Introduction to In-Context Learning

Fu, Hsiang; Ben Amor, Heni; El Mistiri, Mohamed; Kerhalkar, Pratyush

Introduction to In-Context Learning:

For Language, Computer Vision, and Robotics

Hsiang Fu, Mohamed El Mistiri, Pratyush Kerhalkar, Sachin Grover, Yifan Zhou, Kamalesh Kalirathinam, Heni Ben Amor

Interactive Robotics Lab

Ariziona State University

Code Demos

Learning Through Context

In-Context Learning (ICL) is a powerful method that enables large language models (LLMs) to perform new tasks without modifying any of their internal parameters. Traditionally, LLMs are used as simple oracles: we pose a question, and they provide an answer. Recent work, however, shows that when we supply curated examples and engage the model iteratively, it can explore a broader solution space and progressively refine its reasoning. Unlike conventional machine learning pipelines—which rely on retraining, gradient updates, or fine-tuning on new datasets—ICL operates entirely through the input prompt. By embedding instructions, examples, or demonstrations directly into the text, we guide the model to infer patterns and adjust its output behavior dynamically. In this sense, the model “learns” in real time during the interaction, rather than through an offline training process^[2].

One way to understand ICL is to think of it as “learning by showing”. When we present the model with a few input–output pairs that illustrate the task, the model analyzes the structure of the examples—how the inputs are transformed, what relationships matter, and what rules appear to be operating. Then, when faced with a new but related query, it extends or completes the pattern it has detected.
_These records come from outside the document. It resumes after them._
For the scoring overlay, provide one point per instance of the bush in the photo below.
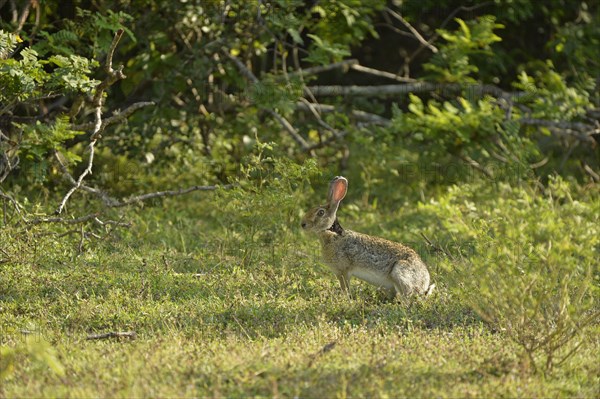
(528, 265)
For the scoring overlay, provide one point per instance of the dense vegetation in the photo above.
(156, 158)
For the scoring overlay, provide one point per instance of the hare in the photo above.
(386, 264)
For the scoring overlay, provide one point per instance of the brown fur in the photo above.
(386, 264)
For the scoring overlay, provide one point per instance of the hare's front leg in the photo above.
(344, 280)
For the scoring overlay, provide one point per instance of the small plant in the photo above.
(531, 268)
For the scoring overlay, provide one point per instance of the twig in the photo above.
(437, 247)
(81, 219)
(118, 117)
(105, 198)
(383, 74)
(16, 205)
(324, 68)
(168, 193)
(113, 334)
(113, 76)
(416, 87)
(282, 121)
(578, 130)
(437, 35)
(359, 115)
(416, 33)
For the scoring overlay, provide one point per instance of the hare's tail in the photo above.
(429, 290)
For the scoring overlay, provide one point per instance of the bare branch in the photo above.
(416, 33)
(324, 68)
(113, 334)
(117, 117)
(359, 115)
(113, 76)
(383, 74)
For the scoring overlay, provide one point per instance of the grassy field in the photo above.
(217, 313)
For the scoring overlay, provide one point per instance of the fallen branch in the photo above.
(324, 68)
(580, 131)
(437, 248)
(113, 334)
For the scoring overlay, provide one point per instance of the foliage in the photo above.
(452, 63)
(534, 259)
(488, 147)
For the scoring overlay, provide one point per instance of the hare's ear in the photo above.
(337, 190)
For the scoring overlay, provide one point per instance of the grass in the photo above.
(217, 314)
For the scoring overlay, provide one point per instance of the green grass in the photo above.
(217, 314)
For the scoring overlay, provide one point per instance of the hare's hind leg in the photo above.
(402, 279)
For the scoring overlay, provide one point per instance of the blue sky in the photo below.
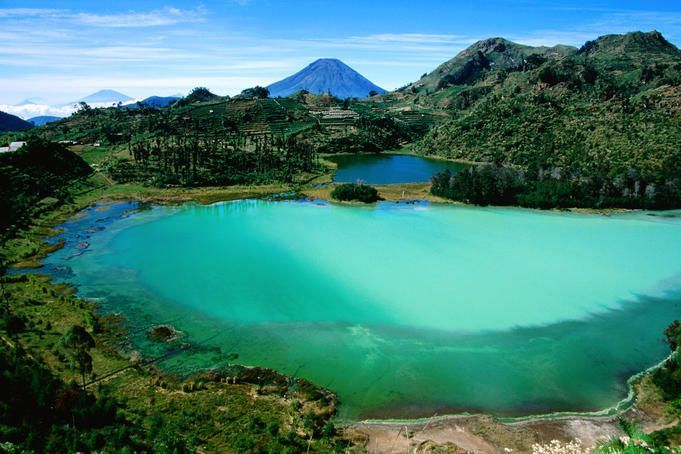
(59, 51)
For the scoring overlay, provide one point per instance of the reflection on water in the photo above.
(389, 168)
(401, 311)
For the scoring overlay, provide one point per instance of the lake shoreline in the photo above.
(376, 428)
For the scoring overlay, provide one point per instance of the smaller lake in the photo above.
(389, 168)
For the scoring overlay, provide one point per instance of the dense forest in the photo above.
(36, 176)
(492, 184)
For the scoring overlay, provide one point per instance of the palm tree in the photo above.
(77, 342)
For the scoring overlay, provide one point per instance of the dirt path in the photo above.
(484, 434)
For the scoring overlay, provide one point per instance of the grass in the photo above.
(221, 417)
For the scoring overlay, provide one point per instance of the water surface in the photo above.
(389, 168)
(404, 311)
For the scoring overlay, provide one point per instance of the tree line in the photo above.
(546, 188)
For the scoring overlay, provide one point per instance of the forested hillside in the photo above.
(602, 122)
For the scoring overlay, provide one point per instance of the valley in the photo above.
(199, 242)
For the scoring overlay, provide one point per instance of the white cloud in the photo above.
(154, 18)
(36, 110)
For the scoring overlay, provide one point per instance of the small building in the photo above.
(14, 146)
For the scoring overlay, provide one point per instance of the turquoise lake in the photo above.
(402, 310)
(383, 168)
For instance, if we show a few examples of converting informal text into formal prose, labeling sentiment, extracting key information, or solving a math pattern, the model can immediately generalize the behavior even with only a handful of samples.

A useful analogy is a child observing a simple block-stacking pattern. After watching someone arrange the blocks a few times, the child does not need a full explanation of physics or geometry to replicate the behavior—they simply infer the pattern from the demonstrations. Similarly, LLMs rely on their vast pre-training knowledge to interpret the examples we provide and map them to the task at hand. The examples in the prompt act as contextual training data, and the model leverages its internal representations to align with those examples, even though its core parameters remain unchanged.
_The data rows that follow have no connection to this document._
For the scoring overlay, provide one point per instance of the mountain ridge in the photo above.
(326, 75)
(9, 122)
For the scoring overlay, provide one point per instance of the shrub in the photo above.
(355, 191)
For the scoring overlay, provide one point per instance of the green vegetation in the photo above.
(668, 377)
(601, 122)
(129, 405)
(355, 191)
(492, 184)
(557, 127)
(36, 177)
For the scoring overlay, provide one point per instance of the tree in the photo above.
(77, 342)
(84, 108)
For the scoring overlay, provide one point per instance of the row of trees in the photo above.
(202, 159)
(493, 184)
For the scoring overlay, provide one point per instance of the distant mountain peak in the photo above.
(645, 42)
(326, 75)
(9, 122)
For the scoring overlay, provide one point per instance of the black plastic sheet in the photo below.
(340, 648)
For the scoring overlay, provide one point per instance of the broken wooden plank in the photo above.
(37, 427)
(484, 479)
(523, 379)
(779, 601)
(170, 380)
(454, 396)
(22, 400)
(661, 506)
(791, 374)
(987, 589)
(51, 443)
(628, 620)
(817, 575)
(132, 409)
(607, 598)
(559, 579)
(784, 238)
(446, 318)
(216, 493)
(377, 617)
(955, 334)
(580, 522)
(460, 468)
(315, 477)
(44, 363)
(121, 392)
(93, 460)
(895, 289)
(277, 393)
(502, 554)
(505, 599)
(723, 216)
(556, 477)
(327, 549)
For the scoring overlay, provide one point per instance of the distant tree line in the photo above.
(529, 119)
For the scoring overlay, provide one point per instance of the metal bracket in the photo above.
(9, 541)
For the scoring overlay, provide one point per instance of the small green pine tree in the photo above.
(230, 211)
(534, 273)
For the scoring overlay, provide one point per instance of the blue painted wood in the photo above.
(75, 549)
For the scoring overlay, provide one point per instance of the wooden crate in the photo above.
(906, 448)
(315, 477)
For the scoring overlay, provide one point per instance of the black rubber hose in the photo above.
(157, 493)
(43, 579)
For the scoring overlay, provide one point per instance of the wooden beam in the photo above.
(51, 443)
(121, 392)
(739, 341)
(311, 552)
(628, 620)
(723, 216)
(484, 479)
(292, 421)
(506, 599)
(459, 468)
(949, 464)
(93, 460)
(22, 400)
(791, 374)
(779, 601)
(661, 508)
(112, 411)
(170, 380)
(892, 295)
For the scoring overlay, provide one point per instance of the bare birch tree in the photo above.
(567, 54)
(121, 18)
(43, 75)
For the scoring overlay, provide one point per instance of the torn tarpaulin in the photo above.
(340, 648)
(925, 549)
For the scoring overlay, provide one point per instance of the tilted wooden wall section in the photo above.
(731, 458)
Since ICL requires no training pipeline, it offers flexibility and efficiency. It allows rapid iteration, adapts to a wide range of tasks, and supports few-shot or even zero-shot generalization. This capability is one of the reasons modern LLMs are so versatile: they can flexibly shift between tasks—from classification and reasoning to translation and summarization—simply by receiving the right context.

How does In-Context Learning Work?

LLMs learn from examples by reading them as part of the input. The model looks for patterns, relationships, or rules that connect the example inputs to their corresponding outputs. Once it detects these patterns, it applies them to new information that's provided.

1. The Model Reads Examples Like a Story

When we give a sequence of examples, the model processes them just like reading sentences in a story. For example:

1 → 2
2 → 4
3 → 6
4 → ?

The model processes these in order, identifies the underlying pattern—multiplying by two—and in this case, uses that pattern to generate the appropriate continuation, which would be 8.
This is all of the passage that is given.